Publicado na Coluna Seu Direito do http://www.varginhaonline.com.br
Se fizermos uma pesquisa investigando se os consumidores sabem a diferença entre defeito e vício do produto ou serviço segundo o Código de Defesa do Consumidor (CDC), seguramente grande parte desses consumidores responderia que defeito e vício são expressões sinônimas, que não existe diferença entre elas. Estariam errados? É evidente que não, até porque, conforme já tivemos oportunidade de escrever, não são todos os consumidores que tem acesso à educação e à informação(1) , o que, em linhas gerais, o torna alienado de seus direitos.

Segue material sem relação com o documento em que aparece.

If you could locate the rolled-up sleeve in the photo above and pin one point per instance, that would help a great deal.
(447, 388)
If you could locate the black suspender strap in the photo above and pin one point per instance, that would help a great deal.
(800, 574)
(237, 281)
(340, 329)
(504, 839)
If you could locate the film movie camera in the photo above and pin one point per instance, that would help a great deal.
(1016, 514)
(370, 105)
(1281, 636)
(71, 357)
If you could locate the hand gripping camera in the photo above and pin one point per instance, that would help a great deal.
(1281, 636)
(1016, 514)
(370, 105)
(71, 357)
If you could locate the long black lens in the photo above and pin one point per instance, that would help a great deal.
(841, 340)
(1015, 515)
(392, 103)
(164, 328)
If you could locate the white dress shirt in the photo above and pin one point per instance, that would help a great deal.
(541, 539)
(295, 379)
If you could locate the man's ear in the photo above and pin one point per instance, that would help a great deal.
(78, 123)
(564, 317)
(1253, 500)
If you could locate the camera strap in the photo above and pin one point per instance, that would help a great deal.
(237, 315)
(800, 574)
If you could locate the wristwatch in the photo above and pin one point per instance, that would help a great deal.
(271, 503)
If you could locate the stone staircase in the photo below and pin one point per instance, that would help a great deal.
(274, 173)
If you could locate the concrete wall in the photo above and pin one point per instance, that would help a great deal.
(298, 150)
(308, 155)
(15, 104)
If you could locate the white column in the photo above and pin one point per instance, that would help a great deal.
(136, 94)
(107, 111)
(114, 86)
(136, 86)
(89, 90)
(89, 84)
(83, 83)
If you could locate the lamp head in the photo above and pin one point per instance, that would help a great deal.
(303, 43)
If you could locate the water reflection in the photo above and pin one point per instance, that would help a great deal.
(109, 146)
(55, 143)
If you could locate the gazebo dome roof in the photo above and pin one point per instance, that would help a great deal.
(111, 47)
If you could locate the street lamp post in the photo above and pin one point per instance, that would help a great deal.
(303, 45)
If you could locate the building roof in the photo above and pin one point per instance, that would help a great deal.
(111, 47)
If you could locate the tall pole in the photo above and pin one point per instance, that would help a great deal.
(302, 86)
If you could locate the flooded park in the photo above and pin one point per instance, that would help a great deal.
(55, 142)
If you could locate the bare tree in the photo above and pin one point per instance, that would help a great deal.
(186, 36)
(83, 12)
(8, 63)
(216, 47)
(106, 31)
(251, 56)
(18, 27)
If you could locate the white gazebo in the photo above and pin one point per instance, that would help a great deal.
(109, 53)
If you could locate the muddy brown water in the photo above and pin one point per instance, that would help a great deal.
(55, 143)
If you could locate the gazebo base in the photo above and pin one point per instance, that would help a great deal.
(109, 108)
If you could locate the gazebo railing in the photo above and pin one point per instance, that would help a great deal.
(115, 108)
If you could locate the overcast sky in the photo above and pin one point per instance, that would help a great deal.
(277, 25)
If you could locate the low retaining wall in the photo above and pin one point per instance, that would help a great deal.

Cumpre-nos, antes de tratarmos do tema proposto, trazer os
conceitos de produto e serviço. O CDC no seu artigo 3º, §§ 1º e 2º, diz que
“produto é qualquer bem, móvel ou imóvel, material ou imaterial”; já
serviço, “é qualquer atividade fornecida no mercado de consumo, mediante
remuneração, inclusive as de natureza bancária, financeira, de crédito e
securitária, salvo as decorrentes das relações de caráter trabalhista.”
Observa-se o conceito de produto é muito amplo, alcança todo e
qualquer produto colocado no mercado de consumo. Quanto aos serviços, existe uma
peculiaridade. Só pode ser considerado serviço aquele realizado mediante
remuneração, que são pagos e não gratuito, como por exemplo: a) os serviços de
hospedagem, b) os serviços de transporte, c) os serviços de educação, d)
entretenimento etc.
Mas, haverá situações onde os serviços não são pagos
diretamente, como acontece com os estacionamentos em supermercados, farmácias e
Shopping Center. Neste caso, ainda que o consumidor não pague diretamente pelo
serviço, este é remunerado indiretamente, na medida em que o consumidor consome
os produtos.
Pois bem, definidos os conceitos de produto e serviço, passemos
então a discutir quando esse produto ou serviço está viciado ou com defeito.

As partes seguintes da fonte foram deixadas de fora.